# Nonlinearity Reduction Experiment Analysis

This notebook aggregates and analyzes results produced by the experimental framework:

Features:
- Loads `history.json` / `meta.json` from multiple runs in `runs/`
- Extracts % linear neurons (from run naming or gating stats)
- Plots accuracy vs. % linear neurons (Tasks 1 & 2)
- Visualizes gating alpha distributions over epochs (Approach 2)
- Compares latency vs. accuracy (efficiency trade-off)
- Computes Pareto frontier (accuracy vs. latency)
- Aggregates per-layer gating stats (who becomes linear?)
- Provides hooks for activation stats integration (post-pruning)

Adapt / extend for later tasks (ImageNet, Transformers, Tabular).

In [None]:
# Environment & Imports
import os, json, re, math, glob
from pathlib import Path
import numpy as np
import pandas as pd
import matplotlib.pyplot as plt
import seaborn as sns
from typing import List, Dict, Any
from collections import defaultdict

%matplotlib inline
sns.set_theme(context="notebook", style="whitegrid")

RUNS_DIR = Path("runs")  # adjust if needed

def percent(x):
    return f"{100*x:.2f}%"

## 1. Load All Runs

Expect each run directory to contain:
- `history.json`: list of epoch dicts
- `meta.json`: metadata (param counts, latency, etc.)

We infer linear ratio:
1. From run name tokens containing integers (e.g. `mnist_fixed_50` → 0.50)
2. From config (if gating, approximate after harden: fraction alpha < 0.5 or < threshold)

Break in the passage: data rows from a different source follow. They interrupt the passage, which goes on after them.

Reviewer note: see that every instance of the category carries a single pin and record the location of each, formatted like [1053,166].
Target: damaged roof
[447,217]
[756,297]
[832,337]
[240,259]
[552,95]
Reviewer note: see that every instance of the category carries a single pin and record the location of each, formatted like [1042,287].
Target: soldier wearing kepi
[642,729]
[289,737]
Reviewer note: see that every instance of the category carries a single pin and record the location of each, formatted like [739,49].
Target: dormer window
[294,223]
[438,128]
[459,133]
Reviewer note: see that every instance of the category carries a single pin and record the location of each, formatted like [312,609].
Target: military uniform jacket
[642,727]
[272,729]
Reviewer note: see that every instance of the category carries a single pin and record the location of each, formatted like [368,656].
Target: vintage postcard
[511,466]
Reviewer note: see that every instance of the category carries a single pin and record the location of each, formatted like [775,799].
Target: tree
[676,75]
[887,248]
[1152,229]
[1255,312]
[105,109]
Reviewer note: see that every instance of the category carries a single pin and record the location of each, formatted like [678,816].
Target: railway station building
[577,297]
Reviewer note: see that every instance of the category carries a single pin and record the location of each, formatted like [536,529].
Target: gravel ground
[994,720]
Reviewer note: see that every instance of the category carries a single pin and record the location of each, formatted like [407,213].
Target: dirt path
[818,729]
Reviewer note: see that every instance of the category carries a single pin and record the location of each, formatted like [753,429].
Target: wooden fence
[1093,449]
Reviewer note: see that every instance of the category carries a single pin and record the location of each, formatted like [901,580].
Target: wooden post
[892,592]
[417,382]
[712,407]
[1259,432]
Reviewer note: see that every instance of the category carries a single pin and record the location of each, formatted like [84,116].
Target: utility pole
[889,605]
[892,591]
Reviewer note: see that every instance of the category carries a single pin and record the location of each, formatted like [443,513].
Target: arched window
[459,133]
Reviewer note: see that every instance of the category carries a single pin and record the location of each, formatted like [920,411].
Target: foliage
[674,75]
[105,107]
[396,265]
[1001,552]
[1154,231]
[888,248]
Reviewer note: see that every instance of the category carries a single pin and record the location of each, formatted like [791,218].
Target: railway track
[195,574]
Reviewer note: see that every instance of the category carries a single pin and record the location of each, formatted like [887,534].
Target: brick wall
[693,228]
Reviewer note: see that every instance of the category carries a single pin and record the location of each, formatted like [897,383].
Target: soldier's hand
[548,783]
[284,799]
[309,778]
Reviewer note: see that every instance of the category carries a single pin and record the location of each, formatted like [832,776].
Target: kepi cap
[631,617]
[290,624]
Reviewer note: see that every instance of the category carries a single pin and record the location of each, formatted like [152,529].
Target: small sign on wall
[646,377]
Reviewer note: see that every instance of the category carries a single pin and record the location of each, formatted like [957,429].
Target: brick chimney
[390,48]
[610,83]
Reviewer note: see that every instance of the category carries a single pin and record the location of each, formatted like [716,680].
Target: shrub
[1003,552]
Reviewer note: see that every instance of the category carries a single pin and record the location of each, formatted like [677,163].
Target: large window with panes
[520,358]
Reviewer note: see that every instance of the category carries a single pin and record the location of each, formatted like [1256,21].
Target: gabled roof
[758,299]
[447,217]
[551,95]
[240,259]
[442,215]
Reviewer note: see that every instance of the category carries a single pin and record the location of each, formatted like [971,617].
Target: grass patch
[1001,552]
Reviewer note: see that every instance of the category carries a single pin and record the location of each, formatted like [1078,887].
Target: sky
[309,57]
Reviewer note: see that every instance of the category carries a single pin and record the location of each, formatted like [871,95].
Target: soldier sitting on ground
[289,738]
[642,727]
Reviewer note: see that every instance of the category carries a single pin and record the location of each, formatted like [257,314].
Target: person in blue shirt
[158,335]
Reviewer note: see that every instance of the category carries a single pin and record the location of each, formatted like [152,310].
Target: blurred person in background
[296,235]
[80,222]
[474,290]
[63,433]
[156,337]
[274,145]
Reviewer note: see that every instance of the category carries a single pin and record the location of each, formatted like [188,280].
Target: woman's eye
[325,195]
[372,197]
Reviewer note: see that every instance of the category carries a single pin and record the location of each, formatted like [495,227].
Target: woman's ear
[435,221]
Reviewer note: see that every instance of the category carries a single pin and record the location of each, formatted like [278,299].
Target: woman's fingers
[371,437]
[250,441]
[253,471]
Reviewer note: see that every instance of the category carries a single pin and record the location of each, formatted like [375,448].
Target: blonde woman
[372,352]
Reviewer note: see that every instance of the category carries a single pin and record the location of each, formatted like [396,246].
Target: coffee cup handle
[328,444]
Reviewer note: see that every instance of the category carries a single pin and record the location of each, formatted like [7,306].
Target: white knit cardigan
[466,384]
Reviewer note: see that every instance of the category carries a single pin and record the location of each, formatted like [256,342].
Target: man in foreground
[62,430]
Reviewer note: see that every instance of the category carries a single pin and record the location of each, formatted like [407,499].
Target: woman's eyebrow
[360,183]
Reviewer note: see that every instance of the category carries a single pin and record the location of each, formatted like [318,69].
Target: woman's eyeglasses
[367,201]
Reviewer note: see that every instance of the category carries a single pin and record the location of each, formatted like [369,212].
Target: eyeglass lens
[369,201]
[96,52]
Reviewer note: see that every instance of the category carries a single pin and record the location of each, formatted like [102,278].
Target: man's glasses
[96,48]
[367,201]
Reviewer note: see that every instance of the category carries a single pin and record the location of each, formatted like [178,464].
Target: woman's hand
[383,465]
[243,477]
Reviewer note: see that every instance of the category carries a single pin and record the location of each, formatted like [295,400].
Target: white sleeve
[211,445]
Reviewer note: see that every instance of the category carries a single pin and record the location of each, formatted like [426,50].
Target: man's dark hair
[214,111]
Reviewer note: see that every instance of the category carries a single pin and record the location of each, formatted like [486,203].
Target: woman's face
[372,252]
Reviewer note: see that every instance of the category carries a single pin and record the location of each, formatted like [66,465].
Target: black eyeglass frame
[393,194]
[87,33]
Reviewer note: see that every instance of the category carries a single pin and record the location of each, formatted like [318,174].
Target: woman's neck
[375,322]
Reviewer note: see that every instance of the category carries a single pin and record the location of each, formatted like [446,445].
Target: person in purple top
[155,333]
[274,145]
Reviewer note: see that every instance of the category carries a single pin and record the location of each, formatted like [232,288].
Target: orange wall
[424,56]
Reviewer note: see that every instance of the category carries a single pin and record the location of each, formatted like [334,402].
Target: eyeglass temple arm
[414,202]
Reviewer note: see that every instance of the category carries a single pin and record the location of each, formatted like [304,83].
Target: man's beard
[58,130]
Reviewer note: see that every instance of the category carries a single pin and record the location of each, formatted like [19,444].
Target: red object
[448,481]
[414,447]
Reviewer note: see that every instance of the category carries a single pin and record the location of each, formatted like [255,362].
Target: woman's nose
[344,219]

For gating runs, we also extract alpha stats per epoch (stored in history).

In [None]:
def infer_ratio_from_name(name: str):
    # Look for token that's 0-100 integer
    for token in name.split('_'):
        if token.isdigit():
            val = int(token)
            if 0 <= val <= 100:
                return val / 100.0
    return None

def load_runs(runs_dir=RUNS_DIR):
    runs = []
    for path in runs_dir.glob('*'):
        if not path.is_dir():
            continue
        hist_path = path / 'history.json'
        meta_path = path / 'meta.json'
        if not hist_path.exists() or not meta_path.exists():
            continue
        try:
            history = json.loads(hist_path.read_text())
            meta = json.loads(meta_path.read_text())
        except json.JSONDecodeError:
            continue
        run_name = path.name
        cfg = meta.get('config', {})
        approach = cfg.get('approach', 'unknown')
        # Base ratio inference
        ratio = infer_ratio_from_name(run_name)
        # If gating and gating stats exist, derive final effective nonlinear fraction
        gating_final = None
        if approach == 'gating' and len(history) > 0:
            last = history[-1]
            gstats = last.get('gating', [])
            if gstats:
                # Use mean alpha as proxy; effective linear ratio = mean(1-alpha)
                alphas = [layer_stat['alpha_mean'] for layer_stat in gstats if 'alpha_mean' in layer_stat]
                if alphas:
                    mean_alpha = np.mean(alphas)
                    gating_final = 1 - mean_alpha  # fraction linear-ish
        runs.append({
            'name': run_name,
            'history': history,
            'meta': meta,
            'config': cfg,
            'approach': approach,
            'ratio_name': ratio,
            'gating_linear_ratio': gating_final
        })
    return runs

runs = load_runs()
print(f"Loaded {len(runs)} runs.")
runs[:2]  # preview

## 2. Build Summary Table

Extract final epoch metrics (val accuracy, train accuracy, train time) & latency.

In [None]:
def summarize_runs(runs):
    rows = []
    for r in runs:
        if not r['history']:
            continue
        final = r['history'][-1]
        meta = r['meta']
        cfg = r['config']
        latency = meta.get('latency', {})
        approx_ratio = r['ratio_name']
        if r['approach'] == 'gating' and r['gating_linear_ratio'] is not None:
            approx_ratio = r['gating_linear_ratio']
        rows.append({
            'run': r['name'],
            'approach': r['approach'],
            'linear_ratio_est': approx_ratio,
            'val_acc': final.get('val_acc'),
            'train_acc': final.get('train_acc'),
            'val_loss': final.get('val_loss'),
            'train_loss': final.get('train_loss'),
            'epochs': final.get('epoch'),
            'mean_latency_s': latency.get('mean_latency_s'),
            'p50_latency_s': latency.get('p50_latency_s'),
            'p90_latency_s': latency.get('p90_latency_s'),
            'params': meta.get('param_counts', {}).get('trainable_params'),
            'flops_linear_only': meta.get('approx_linear_flops'),
            'memory_mb': meta.get('memory_mb')
        })
    df = pd.DataFrame(rows)
    return df

summary_df = summarize_runs(runs)
summary_df.sort_values('linear_ratio_est').head()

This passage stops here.